Cover image of "The Bandit Queens," a story of murder in an Indian village

You’re not likely to find yourself laughing out loud in a typical story about murder. Oh, there are those authors who set out to write crime novels with a smile or a chuckle on every page. Carl Hiaasen or Janet Evanovich, for example. But Parini Shroff doesn’t write like that. Though her debut novel, The Bandit Queens, is hilarious, it’s only intermittently so. Because in the space of 350 pages she manages to address the enduring ills of life in an Indian village today. Poverty. Alcoholism. Endemic domestic violence. The profound injustice of the caste system. And superstitious fantasies as vicious and nonsensical as the most over-the-top American conspiracy theories. But above all The Bandit Queens is a story about the oppression of women.

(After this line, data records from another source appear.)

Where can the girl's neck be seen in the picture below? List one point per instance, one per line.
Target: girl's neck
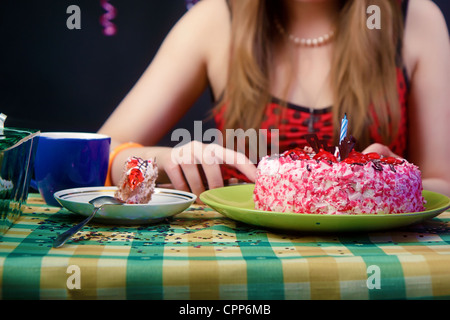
(308, 18)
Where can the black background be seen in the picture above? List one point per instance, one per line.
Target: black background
(56, 79)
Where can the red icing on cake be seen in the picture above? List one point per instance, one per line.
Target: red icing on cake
(302, 181)
(137, 183)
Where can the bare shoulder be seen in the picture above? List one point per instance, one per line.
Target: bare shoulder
(425, 31)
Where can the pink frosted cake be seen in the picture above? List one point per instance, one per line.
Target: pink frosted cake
(305, 181)
(137, 183)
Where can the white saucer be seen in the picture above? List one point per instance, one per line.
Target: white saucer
(165, 203)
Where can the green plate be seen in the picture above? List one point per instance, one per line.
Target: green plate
(236, 202)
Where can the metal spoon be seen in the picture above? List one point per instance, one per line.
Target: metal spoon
(97, 203)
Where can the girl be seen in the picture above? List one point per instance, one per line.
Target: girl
(299, 66)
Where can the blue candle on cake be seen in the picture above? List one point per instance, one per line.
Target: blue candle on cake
(344, 125)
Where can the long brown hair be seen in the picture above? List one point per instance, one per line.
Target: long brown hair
(363, 67)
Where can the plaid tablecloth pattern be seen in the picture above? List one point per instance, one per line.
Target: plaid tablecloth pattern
(199, 254)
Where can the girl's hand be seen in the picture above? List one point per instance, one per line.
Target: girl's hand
(195, 166)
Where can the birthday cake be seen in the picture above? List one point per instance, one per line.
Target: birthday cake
(137, 183)
(315, 180)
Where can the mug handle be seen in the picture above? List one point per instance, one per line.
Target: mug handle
(33, 184)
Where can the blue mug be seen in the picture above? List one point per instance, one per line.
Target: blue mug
(67, 160)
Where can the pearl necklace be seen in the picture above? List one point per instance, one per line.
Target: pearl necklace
(308, 42)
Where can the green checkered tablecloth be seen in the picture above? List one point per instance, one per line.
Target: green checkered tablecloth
(199, 254)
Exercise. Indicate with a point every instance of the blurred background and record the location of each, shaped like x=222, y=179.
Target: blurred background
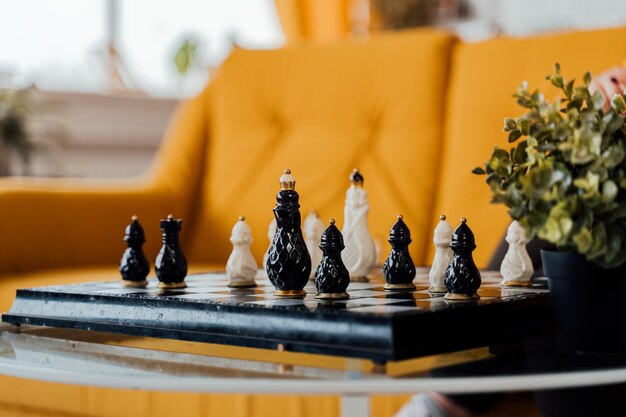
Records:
x=87, y=86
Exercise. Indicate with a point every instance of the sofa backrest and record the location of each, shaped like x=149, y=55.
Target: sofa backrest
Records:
x=322, y=111
x=482, y=79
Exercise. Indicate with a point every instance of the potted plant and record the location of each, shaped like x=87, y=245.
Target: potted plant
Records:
x=564, y=180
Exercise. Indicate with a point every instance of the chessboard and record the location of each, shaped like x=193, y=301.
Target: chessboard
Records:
x=373, y=324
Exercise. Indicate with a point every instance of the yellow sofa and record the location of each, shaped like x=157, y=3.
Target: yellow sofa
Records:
x=415, y=111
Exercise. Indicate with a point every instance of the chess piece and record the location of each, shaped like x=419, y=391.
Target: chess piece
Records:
x=241, y=267
x=516, y=268
x=134, y=265
x=443, y=255
x=271, y=231
x=399, y=269
x=360, y=253
x=313, y=229
x=289, y=264
x=462, y=276
x=332, y=276
x=170, y=264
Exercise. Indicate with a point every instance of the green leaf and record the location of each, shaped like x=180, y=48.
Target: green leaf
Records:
x=514, y=135
x=618, y=103
x=509, y=124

Estimated reading time: 6 minutes

Five village women dominate this story

The setting is a rural village in North India not far from the country’s capital, New Delhi. Shroff’s story centers on the five women in a microcredit loan group, four of them Hindu, one Muslim. The protagonist, Geeta, is regarded as a widow because the others, and everyone else in the village, believe she killed her husband when he disappeared five years ago. Most fear her, believing she is a monster with evil in her heart. And Geeta has responded by withdrawing from most contact with others. So, when Farah, the Muslim member of the loan group, fails to turn up with her two hundred rupees for her weekly payment, the others force Geeta to come up with the difference. Her only recourse to recover the money is to extract it somehow from Farah. And she knows that’s unlikely ever to happen.


The Bandit Queens by Parini Shroff (2023) 352 pages ★★★★★


Village women in India, like those in the Indian village in this novel
Women in a village in Uttar Pradesh state in India, like those in the novel. Image: Sandra Brandeis Crawford – Zenfolio

A hilarious tale with a grim foundation

Farah’s life is hell. Her husband doesn’t just drink up every rupee he can lay his hands on but beats her and the children as well. Of course, Geeta knows this. Everyone in the village knows it, as they know (or think they know) everything about everyone else who lives there. So, it’s a surprise but no shock when Farah turns up at Geeta’s home asking her for a “small favor.” Since Geeta murdered her husband, she obviously knows how to kill someone. And Farah wants her to kill the mean drunk who’s making her and her children miserable.

Geeta has been unable to persuade anyone that she did not kill her husband. and she knows it’s futile to make the argument again with Farah. So, reluctantly, she agrees to help Farah. But Farah herself must do the deed. Thus, the two set out on a comic quest to find the means to commit a perfect murder. Laughs ensue. A lot of laughs. Eventually, however, Farah pulls it off. And that’s just the first of a series of murders that take place over the ensuing months in this suspenseful and funny tale.

But reality intrudes in the story. Harsh reality. Widespread alcoholism and domestic violence. Crippling superstitious fantasies that hobble the villagers’ lives. The multiple injustices of the caste system, still powerfully in force in this village despite laws that are meant to stop it. And, throughout, we witness the way misogyny hangs like a pall over the community, keeping women subject to the whims and crimes of their husbands and preventing them from obtaining the education that might help them gain a measure of freedom.

Putting Indian villages in perspective

In Europe and the United States, most of us think of a village as a tiny settlement with a population of a few hundred people at best. If the population is much larger, it’s a town, not a village. Not so in India. Of that country’s 664,000 villages, some 4,000 have a population of more than 10,000. Only 236,000, or about one-third, have fewer than 500 residents. The village depicted in this novel appears to be among the majority that houses between 500 and 10,000 people.

For most American readers, too, an Indian village will seem not just an exotic, faraway place but one of little consequence. Not so. Although a majority of people (56 percent) worldwide now reside in cities, about two-thirds of India’s population of 1.4 billion still lives in villages today. That’s more than 900 million people—nearly three times the population of the United States and almost one out of every eleven people on Earth. The world’s 3.5 billion people living in rural areas hold the key to the planet’s future. Because if their problems—ignorance, poverty, hunger, illness—aren’t solved, the climate crisis threatening the urban majority can’t be solved, either.

About the author

Photo of Parini Shroff, author of this novel about women in an Indian village
Parini Shroff. Image: Penguin Random House

Parini Shroff is a graduate of Loyola Law School and received her MFA from the University of Texas at Austin. Her work has appeared in journals such as Southern Humanities Review, Salamander and MacGuffin, among others. She is a practicing attorney and currently lives in the San Francisco Bay Area. The Bandit Queens is her debut novel. She has never lived in an Indian village.